34. On the merits two legal propositions relating to the correctness of the classification have been relied on by the petitioners to contend that power tillers are not tractors and are not classifiable under Tariff Heading 8701. The first is that other concerns had imported the same machines when the Customs Authorities had treated them as classifiable under Tariff Heading 8432. Reliance has also been placed on an order of Shri Varadarajan dated 2-7-1993 in this context. It does not appear under what section the order of Shri Varadarajan was passed. The order is handwritten and in any event passed in connection with the consignment of another concern. It however appears that in respect of at least two other importers namely, General Trading Company and Khazana Credit Private Ltd. the matter was remanded back by this Court for a decision on the matter by Shri Varadarajan after hearing the parties. In both the cases Shri Varadarajan has taken a view different from that taken by him in the order dated 2nd August 1993.
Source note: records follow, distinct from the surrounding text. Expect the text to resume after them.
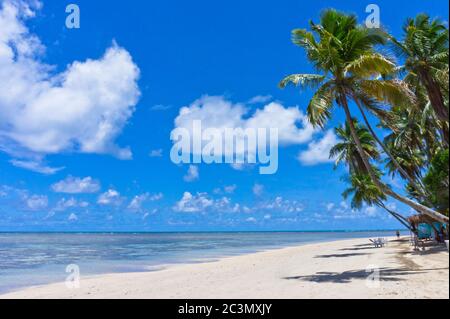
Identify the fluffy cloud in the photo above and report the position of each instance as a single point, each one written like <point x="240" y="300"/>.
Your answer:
<point x="82" y="109"/>
<point x="36" y="202"/>
<point x="65" y="204"/>
<point x="193" y="203"/>
<point x="258" y="189"/>
<point x="138" y="201"/>
<point x="76" y="185"/>
<point x="282" y="205"/>
<point x="72" y="218"/>
<point x="110" y="198"/>
<point x="192" y="174"/>
<point x="318" y="152"/>
<point x="260" y="99"/>
<point x="202" y="203"/>
<point x="156" y="153"/>
<point x="36" y="166"/>
<point x="215" y="112"/>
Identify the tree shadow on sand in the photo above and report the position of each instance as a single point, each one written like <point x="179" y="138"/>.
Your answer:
<point x="386" y="274"/>
<point x="342" y="255"/>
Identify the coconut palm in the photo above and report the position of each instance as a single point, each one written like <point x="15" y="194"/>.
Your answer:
<point x="349" y="66"/>
<point x="425" y="49"/>
<point x="346" y="152"/>
<point x="364" y="191"/>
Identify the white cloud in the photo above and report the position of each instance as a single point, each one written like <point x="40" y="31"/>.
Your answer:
<point x="260" y="99"/>
<point x="371" y="211"/>
<point x="215" y="112"/>
<point x="282" y="205"/>
<point x="202" y="203"/>
<point x="229" y="189"/>
<point x="82" y="109"/>
<point x="36" y="166"/>
<point x="156" y="153"/>
<point x="76" y="185"/>
<point x="193" y="203"/>
<point x="65" y="204"/>
<point x="138" y="201"/>
<point x="192" y="174"/>
<point x="160" y="107"/>
<point x="110" y="198"/>
<point x="72" y="218"/>
<point x="36" y="202"/>
<point x="258" y="189"/>
<point x="318" y="152"/>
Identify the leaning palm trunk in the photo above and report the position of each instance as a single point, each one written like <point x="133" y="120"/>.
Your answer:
<point x="435" y="95"/>
<point x="397" y="216"/>
<point x="420" y="188"/>
<point x="386" y="190"/>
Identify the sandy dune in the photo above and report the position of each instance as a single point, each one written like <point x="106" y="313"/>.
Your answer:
<point x="327" y="270"/>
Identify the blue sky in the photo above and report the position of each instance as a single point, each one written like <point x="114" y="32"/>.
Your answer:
<point x="85" y="145"/>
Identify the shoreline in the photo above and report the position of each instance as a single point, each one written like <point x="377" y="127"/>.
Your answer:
<point x="336" y="269"/>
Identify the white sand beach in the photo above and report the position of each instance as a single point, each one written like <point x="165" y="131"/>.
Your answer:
<point x="326" y="270"/>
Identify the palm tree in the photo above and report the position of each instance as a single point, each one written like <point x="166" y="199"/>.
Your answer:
<point x="346" y="152"/>
<point x="349" y="65"/>
<point x="425" y="49"/>
<point x="362" y="187"/>
<point x="365" y="191"/>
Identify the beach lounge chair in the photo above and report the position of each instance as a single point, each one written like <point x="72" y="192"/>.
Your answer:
<point x="378" y="243"/>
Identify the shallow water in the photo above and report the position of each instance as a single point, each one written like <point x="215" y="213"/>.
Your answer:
<point x="35" y="259"/>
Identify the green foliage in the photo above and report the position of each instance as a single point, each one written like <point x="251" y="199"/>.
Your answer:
<point x="437" y="181"/>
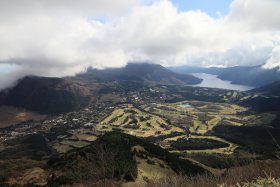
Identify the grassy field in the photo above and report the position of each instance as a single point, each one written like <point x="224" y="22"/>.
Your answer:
<point x="136" y="122"/>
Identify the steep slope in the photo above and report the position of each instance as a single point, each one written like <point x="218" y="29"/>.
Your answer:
<point x="148" y="73"/>
<point x="46" y="95"/>
<point x="270" y="89"/>
<point x="245" y="75"/>
<point x="114" y="156"/>
<point x="264" y="99"/>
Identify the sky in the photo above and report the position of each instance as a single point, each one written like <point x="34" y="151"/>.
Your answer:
<point x="60" y="38"/>
<point x="214" y="8"/>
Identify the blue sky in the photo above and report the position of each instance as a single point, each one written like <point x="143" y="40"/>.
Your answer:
<point x="211" y="7"/>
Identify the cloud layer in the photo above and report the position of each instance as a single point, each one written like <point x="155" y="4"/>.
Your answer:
<point x="58" y="38"/>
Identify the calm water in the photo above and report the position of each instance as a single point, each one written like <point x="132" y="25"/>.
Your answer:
<point x="212" y="81"/>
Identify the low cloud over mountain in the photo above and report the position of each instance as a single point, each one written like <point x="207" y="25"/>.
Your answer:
<point x="45" y="38"/>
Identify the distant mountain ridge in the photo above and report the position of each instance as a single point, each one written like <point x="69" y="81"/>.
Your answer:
<point x="246" y="75"/>
<point x="46" y="95"/>
<point x="50" y="95"/>
<point x="144" y="72"/>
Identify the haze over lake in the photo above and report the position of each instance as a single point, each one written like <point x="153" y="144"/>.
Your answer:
<point x="212" y="81"/>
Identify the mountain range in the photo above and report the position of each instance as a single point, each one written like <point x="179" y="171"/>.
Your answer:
<point x="57" y="95"/>
<point x="246" y="75"/>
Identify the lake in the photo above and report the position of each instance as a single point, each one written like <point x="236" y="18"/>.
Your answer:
<point x="212" y="81"/>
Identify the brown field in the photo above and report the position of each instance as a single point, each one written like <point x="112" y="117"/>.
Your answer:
<point x="12" y="115"/>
35. The petitioner has relied upon the decision in Sandip Agarwal v. Collector of Customs - to contend that the Customs Authorities having cleared identical goods at identical prices in the past were bound by their own precedent. The decision in fact operates against the petitioners. The petitioners had themselves, between October/November 1992, imported machines classifying the same under Tariff Heading 8701 and paid duty on such classification. If the principle in Sandip Agarwal (supra) is to be applied, the Customs Authorities would be bound to follow the same classification and continue to classify the machines under the same Tariff Heading. But I express no final opinion in the matter as I am not inclined to decide the dispute as a matter of fact whether the machines should be classified under Tariff Heading 8701 or 8432. The show cause notice having been issued by the Department and there being no reason why this Court should interfere with the proceedings under Section 124 at this stage, it will be open to the petitioners to raise all the points argued before me in answer to the show cause notice to justify the claim that the machines should be and had been properly classified under Tariff Heading 8432.

36. For the reasons aforesaid the writ application is dismissed with costs interim orders if any are vacated.

37. Let xerox copy of this judgment, duly signed by the Assistant Registrar of this Court, be given to the parties upon their undertaking to apply for the certified copy of this judgment and on payment of usual charges.